Machine Learning: Using MLOps tools and practices into production

Machine Learning: Using MLOps tools and practices into production

13. März 2020 0 Von Horst Buchwald

Machine Learning: Using MLOps tools and practices into production

New York, 13.3.2020

Anyone who wants to reach the highest level at production level with DevOps faces a unique challenge. How good that now under the name MLOps a new space of tools and practices is created, which is analogous to DevOps, but tailored to the practices and workflows of machine learning.
Machine learning models make predictions for new data based on the data they were trained with.
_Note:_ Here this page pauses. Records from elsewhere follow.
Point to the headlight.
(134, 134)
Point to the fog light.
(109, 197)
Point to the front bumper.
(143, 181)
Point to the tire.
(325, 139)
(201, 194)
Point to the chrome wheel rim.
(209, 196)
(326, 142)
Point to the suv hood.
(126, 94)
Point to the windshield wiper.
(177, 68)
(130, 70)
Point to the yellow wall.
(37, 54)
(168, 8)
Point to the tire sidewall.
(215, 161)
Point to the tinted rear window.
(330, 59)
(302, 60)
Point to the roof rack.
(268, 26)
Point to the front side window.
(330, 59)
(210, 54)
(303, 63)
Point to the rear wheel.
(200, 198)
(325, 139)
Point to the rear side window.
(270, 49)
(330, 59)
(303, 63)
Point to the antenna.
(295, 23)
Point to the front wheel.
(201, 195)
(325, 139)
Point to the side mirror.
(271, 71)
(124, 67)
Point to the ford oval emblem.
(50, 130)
The way this data is managed so far is one of the main reasons why 80 percent of data science projects never go into production – a Gartner estimate.
It is critical that the data is clean, accurate, and safe to use, without causing privacy issues or inaccuracies and errors. Real data can also change constantly, so inputs and predictions must be monitored for possible shifts that could be problematic for the model. These are complex challenges.
Background: DevOps practices focus on the „build and release“ process and continuous integration. Traditional development builds are packages with executable artifacts that are compiled from source code. Non-code supporting data in these builds is usually limited to relatively small static configuration files. Essentially, the traditional DevOps is designed to build programs that consist of sets of explicitly defined rules that produce specific results in response to certain inputs.
In contrast, machine-learning models make predictions by indirectly capturing patterns from data, rather than by formulating all rules. A characteristic machine learning problem is to make new predictions based on known data, such as predicting the price of a house using known house prices and details such as the number of bedrooms, the number of square meters, and the location. Machine learning programs run a pipeline that extracts patterns from data and creates a weighted machine learning model artifact. As a result, these structures become far more complex and the entire data science workflow becomes more experimental. Therefore, an essential part of the MLOps challenge is to support multi-level machine learning model builds that involve large amounts of data and varying parameters.
To run projects safely in live environments, we need to be able to monitor problem situations and see how we can fix things when they go wrong. There are fairly standard DevOps practices for recording code builds to revert to old versions. But with MLOps, there is no standardization on how to record and return to the data used to train a version of a model.
There are also specific challenges that MLOps faces in the live environment. There are largely consistent DevOps approaches to monitoring for error codes or increasing latency. But it is another challenge to monitor bad predictions. You may not have a direct way to know if a prediction is good, and instead you may need to monitor indirect signals such as customer behavior (conversions, the rate of customers leaving the site, any feedback). It can also be difficult to know in advance how well your training data represents your live data. For example, you might have good agreement on a general level, but there could be specific types of exceptions. This risk can be mitigated by careful monitoring and careful management of the introduction of new versions.
The MLOps tool scene
The effort required to solve MLOps challenges can be reduced by using a platform and applying it to the specific case. Many organizations face the choice of using a standard machine learning platform or trying to build an internal platform themselves by assembling open source components.
Some machine learning platforms are part of a cloud vendor’s offering, such as AWS SageMaker or AzureML. Depending on the cloud strategy of the organisation, this may or may not be attractive. Other platforms are not cloud-specific and offer instead a self-installing or individually hosted solution (e.g. Databricks MLflow).